Isla Holbox has been an interesting place to be so far. The island is made of sade washed up from the ocean because of a lagoon, and anchored in place over the years by a variety of plants and their root systems. It is accessible only by boat. (Addendum: There is also a small jetport, but that's ridiculously expensive.)
We arrived here Thursday after a flight from Newark to Cancun, a two-hour drive through the outlying regions of Quintana Roo state, and then a relatively quick -- 15 minutes, I think -- ride on a speed boat, followed by a three- or four-minute jaunt on a golf cart to Amigos House, where we are staying.
We've established the general lay of the land while we've been here, finding our way to the hotel where almost everyone else is staying, and to the center of town, where the restaurants and other businesses that cater to the turistas are located.
We ate lunch Friday at a place called Chonchy's. The service was slow, and some meals came before others -- a definite departure from restaurants in the United States -- but the food was excellent. Evangeline and Rachel ordered quesadillas, I can't remember what Natasha got, and I ate some fajitas.
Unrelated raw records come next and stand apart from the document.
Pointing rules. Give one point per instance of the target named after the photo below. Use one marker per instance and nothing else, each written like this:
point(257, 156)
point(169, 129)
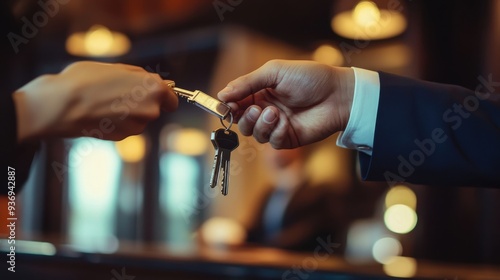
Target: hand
point(108, 101)
point(291, 103)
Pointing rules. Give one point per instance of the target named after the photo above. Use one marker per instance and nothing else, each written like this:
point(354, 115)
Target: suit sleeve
point(435, 134)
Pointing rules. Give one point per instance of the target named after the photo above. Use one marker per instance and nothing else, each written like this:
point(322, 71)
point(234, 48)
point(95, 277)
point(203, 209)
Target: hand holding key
point(224, 142)
point(291, 103)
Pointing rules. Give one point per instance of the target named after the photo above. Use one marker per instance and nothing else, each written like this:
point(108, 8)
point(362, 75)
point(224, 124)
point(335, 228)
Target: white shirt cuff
point(360, 129)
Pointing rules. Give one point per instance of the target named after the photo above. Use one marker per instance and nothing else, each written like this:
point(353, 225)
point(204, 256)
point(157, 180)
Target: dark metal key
point(226, 141)
point(216, 165)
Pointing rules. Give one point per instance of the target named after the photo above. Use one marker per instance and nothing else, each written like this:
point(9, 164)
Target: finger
point(242, 87)
point(247, 121)
point(130, 67)
point(265, 124)
point(279, 138)
point(169, 101)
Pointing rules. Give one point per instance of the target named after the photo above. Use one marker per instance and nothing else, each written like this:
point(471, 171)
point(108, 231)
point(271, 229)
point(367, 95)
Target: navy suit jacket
point(436, 134)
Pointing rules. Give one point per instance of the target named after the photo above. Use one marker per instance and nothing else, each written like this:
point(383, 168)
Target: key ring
point(230, 122)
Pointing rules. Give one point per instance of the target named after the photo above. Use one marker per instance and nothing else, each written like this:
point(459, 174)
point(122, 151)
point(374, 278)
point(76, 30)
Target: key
point(226, 141)
point(216, 165)
point(203, 100)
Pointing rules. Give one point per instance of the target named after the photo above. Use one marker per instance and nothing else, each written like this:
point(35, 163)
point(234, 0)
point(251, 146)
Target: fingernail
point(253, 114)
point(269, 116)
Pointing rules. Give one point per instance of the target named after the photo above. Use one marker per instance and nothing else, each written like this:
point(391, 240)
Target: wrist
point(344, 91)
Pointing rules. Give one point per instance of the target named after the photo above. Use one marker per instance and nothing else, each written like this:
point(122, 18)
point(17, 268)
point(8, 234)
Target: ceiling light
point(366, 21)
point(98, 41)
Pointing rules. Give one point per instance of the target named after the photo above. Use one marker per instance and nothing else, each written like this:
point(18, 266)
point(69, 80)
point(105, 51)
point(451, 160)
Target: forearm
point(435, 134)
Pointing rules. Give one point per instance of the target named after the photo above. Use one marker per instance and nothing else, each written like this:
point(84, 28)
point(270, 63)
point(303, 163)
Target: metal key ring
point(230, 122)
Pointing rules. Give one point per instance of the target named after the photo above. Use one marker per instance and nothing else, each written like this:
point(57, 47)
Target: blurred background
point(98, 197)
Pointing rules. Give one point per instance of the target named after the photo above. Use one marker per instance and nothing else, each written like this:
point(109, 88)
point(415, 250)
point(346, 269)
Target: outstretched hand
point(109, 101)
point(291, 103)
Actually, I was especially pleased with myself. I don't speak Spanish -- not really -- but I know enough that I was able to order my food, and the girls', correctly, and to compliment the cook when she came out to see if we liked it, or if there was anything else she could get us.
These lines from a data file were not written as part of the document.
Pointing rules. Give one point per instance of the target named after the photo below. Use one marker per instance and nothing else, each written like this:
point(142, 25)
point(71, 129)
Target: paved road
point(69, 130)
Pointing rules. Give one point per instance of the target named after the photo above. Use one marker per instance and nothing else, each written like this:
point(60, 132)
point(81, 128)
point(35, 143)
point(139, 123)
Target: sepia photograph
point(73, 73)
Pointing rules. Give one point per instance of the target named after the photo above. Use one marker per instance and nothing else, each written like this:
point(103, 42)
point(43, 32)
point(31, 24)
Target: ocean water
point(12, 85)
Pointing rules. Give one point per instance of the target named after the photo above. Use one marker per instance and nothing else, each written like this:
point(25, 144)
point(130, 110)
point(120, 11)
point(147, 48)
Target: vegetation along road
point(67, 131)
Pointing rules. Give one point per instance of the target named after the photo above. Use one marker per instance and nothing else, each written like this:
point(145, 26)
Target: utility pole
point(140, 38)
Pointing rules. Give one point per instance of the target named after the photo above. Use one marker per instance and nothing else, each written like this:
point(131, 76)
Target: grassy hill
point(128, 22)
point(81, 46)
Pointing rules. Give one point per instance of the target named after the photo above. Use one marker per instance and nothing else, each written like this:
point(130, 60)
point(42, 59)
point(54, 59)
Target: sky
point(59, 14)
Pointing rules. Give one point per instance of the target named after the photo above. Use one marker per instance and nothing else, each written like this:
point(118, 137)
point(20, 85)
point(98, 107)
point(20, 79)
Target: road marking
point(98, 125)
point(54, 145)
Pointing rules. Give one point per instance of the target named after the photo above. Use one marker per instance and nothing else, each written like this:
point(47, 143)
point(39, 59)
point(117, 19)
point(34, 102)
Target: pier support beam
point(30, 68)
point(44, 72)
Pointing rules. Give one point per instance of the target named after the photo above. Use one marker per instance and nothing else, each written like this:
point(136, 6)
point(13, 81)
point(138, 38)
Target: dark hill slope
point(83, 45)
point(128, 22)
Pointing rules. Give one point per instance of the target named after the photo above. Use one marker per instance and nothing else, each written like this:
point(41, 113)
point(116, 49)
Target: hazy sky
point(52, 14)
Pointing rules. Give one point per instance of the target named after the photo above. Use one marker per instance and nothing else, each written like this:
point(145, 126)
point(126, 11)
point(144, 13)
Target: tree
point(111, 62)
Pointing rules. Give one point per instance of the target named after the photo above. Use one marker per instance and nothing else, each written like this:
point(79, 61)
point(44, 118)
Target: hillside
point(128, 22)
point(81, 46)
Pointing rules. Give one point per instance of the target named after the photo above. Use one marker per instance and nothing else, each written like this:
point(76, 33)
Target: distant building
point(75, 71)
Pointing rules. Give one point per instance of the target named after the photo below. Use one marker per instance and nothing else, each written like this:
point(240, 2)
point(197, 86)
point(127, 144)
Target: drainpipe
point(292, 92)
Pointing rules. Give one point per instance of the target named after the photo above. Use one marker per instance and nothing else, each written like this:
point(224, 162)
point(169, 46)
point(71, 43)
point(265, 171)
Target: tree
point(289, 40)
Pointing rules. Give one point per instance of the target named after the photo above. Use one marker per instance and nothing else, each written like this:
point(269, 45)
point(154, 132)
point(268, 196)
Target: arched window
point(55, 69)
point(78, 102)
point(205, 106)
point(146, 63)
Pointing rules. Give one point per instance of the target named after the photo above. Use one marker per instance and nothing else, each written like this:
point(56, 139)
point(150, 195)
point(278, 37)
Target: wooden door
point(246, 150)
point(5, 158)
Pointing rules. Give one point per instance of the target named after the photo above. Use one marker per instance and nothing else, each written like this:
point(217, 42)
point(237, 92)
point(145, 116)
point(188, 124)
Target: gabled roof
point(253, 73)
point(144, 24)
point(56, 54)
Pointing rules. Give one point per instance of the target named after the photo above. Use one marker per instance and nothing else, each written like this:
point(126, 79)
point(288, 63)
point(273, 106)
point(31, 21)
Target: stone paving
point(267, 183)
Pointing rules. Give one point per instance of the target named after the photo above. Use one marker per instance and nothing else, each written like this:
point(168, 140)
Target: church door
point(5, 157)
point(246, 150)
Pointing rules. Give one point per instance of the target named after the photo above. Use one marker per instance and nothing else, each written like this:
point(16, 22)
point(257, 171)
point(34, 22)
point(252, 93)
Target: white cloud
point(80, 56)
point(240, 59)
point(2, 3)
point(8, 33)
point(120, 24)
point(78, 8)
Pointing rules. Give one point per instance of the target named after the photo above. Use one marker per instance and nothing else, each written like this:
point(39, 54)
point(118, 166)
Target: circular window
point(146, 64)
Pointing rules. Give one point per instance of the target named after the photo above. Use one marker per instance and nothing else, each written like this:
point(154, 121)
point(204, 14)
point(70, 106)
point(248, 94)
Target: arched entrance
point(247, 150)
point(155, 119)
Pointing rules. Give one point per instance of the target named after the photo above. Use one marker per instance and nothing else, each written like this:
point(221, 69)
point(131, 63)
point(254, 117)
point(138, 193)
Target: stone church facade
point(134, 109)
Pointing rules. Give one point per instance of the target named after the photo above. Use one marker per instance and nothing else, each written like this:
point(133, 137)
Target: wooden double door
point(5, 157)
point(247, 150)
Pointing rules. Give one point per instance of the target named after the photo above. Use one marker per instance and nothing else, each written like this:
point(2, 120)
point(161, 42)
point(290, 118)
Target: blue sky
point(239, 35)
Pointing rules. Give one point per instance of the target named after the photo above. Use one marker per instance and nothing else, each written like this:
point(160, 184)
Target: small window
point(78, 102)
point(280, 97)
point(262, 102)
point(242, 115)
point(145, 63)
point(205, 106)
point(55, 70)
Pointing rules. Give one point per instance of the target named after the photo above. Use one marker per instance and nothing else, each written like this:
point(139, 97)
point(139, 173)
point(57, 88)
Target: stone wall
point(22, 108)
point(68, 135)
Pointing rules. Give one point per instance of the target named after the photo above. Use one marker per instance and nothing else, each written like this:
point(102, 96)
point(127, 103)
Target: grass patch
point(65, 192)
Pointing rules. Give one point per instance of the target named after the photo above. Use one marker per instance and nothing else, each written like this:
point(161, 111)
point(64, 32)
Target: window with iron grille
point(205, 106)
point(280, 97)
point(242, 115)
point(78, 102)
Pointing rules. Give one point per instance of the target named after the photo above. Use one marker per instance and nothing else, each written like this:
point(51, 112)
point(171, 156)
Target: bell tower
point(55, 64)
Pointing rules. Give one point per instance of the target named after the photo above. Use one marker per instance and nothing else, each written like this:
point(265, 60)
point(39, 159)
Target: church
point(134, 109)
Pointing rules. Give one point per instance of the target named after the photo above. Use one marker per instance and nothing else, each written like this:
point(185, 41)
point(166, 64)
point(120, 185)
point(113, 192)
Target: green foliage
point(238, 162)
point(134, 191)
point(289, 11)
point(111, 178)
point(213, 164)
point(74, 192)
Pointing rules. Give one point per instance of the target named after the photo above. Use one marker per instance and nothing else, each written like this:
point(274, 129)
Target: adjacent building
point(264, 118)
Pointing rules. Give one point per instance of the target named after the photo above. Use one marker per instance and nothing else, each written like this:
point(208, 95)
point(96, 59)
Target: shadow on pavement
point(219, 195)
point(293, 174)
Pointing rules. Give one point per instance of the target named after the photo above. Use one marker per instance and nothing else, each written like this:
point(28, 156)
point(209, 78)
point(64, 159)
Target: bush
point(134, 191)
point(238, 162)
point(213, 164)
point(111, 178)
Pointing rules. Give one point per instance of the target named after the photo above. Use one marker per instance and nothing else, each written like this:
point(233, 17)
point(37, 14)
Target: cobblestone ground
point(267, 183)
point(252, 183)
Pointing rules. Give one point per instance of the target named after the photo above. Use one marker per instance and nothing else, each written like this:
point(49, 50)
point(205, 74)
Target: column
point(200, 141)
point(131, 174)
At the Cancun Radisson where we ate lunch on Thursday, Evangeline ordered a salad, and was confounded when the waiter brought out a plate of sliced tomatoes and mozzerella cheese. She quite clearly had been expecting lettuce, but that wasn't a part of the deal here. It may be that since it's a cold-weather crop it's not available here. Yo no se. But I have noticed that she's trying to stick to more familiar or "safe" foods, like quesadillas.
Natasha's brother Kevin has impressed all of us with his apparent facility with Spanish. He has trouble understanding what people say to him, but having grown up in the Southwest and making trips to Mexico regularly as a student at Flowing Wells High School, he knows abit and can make a guess at a lot more.
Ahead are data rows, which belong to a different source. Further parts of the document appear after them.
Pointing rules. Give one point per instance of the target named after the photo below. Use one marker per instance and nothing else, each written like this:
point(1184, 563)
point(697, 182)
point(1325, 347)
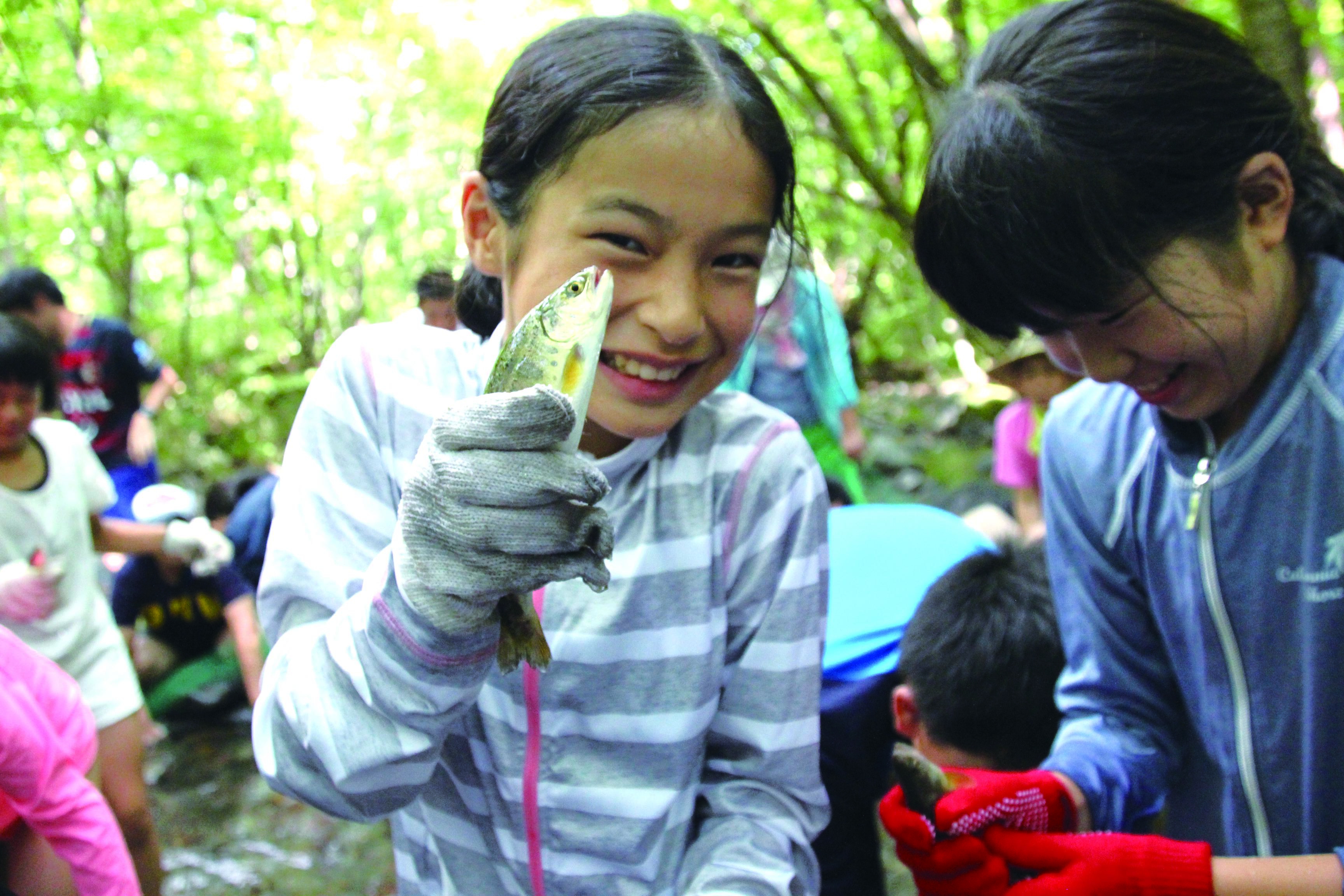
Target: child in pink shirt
point(1018, 432)
point(47, 808)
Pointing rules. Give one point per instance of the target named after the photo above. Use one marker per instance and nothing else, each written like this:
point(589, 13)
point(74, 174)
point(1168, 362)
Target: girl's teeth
point(646, 371)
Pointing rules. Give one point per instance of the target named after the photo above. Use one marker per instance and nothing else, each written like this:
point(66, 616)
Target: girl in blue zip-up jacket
point(1120, 178)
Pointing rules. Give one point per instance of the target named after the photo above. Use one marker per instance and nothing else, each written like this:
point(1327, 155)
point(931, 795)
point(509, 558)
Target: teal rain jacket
point(819, 328)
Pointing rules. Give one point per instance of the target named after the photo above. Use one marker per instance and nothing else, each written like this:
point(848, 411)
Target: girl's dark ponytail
point(1318, 219)
point(1090, 135)
point(480, 301)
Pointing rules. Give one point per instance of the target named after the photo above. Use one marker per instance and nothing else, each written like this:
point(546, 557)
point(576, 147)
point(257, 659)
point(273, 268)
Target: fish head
point(572, 312)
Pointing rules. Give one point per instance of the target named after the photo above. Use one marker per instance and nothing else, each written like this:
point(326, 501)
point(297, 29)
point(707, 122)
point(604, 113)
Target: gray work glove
point(200, 544)
point(490, 508)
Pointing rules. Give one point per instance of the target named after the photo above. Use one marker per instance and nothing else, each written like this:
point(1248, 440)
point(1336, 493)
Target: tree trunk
point(1276, 44)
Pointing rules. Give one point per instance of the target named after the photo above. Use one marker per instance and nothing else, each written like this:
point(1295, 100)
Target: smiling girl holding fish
point(672, 746)
point(1120, 178)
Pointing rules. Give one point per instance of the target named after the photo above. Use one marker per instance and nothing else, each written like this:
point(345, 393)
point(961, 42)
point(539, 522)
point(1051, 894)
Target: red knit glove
point(1023, 800)
point(954, 867)
point(1105, 864)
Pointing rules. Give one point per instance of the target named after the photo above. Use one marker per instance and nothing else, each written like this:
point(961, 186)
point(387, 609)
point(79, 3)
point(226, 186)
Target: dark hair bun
point(480, 301)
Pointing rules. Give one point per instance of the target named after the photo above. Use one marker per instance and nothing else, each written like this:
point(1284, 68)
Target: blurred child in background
point(1030, 374)
point(53, 492)
point(241, 508)
point(200, 629)
point(979, 665)
point(57, 833)
point(978, 674)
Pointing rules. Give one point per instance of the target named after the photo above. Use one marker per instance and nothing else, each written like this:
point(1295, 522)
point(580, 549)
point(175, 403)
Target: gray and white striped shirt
point(672, 745)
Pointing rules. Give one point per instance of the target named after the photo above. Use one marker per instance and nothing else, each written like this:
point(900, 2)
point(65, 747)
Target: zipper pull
point(1198, 481)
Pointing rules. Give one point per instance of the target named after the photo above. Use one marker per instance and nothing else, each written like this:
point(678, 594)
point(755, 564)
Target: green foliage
point(241, 180)
point(245, 179)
I've been doing all right. Twice I've been able to explain that Mi ija necessita ir al baño; ¿donde ésta? among other things, but my Kreyol keeps wanting to come out this way, as I've seen or heard happen many times when multilingual people speak. Thus yesterday I said about lunch, "Me gusta anpil," and last night nearly confused the waiter by asking, "Garçon, mas tostadas, sille vous plait." ¡Hay caramba! as absolutely no one in Haiti would say.
Last night we had pizza, and once again I found myself missing my homemade sourdough crust. The crust here was thin and flaky, and in some ways made me thing of a very large tortilla chip. Ma said it probably had pork lard in it too. The cheese was of one variety, and the sauce was fairly bland. The toppings made it interesting, though -- jamon, vegetable, and lobster. I've never had that on pizza before.
Amigo House is a two-story residential building with three other buildings on site, including a laundry room, a kitchen/living room, and the quarters the owners use when they are here. The main building is a frame of palm tree trunks nailed and spiked together, with walls of plaster. It comes complete with TV sets in each room, plus air conditioning and a fully functional kitchen.
And now it's time to wake the kids.
It's now afternoon. The girls and I just got back from a much smaller lunch than yesterday's, at a luncheria where we spent 54 pesos -- about $5 -- on a pair of quesadillas for the girls and something which name I can't remember, for myself.
We spent most of the morning with Ma and Tracy, who rented a golf cart to drive around the island and see what it looked like.